The only thing I can figure, is that the pain hasn’t become personal enough yet. Your child hasn’t “come out” as gay, yet. You haven’t seen your Black co-worker suffer discrimination in real time, yet. You haven’t walked with your neighbor through years of immigration paperwork and thousands of dollars, only to see them hit a dead end, yet. You haven’t watched your sister work her overtime at a minimum wage second job still barely able to scrape by, yet. You haven’t helped a loved one navigate the broken unemployment system, only to be rejected for no good reason, yet. You haven’t had a parent in the hospital with COVID-19, because someone couldn’t be bothered to wear a mask, yet.

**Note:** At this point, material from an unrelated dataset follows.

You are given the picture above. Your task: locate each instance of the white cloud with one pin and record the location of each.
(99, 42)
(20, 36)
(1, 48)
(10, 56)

Privilege is to keep a distance; not to have to care. But, love is to feel someone else’s pain as if it is your own. And it’s only when someone else’s pain becomes personal to you (because you love them) that change is perceived as necessary. 

So, here’s my one idea: let someone else’s pain become personal. Love your neighbor as you love yourself. And, if that’s too hard at first, start with the haunting parables. Let them reorient you to your role in the Kingdom. Let them open your eyes and ears; let them awaken your heart. 

Because Jesus may one day ask the people you once referred to as “those people” about their experience of you. What do you think they’ll say?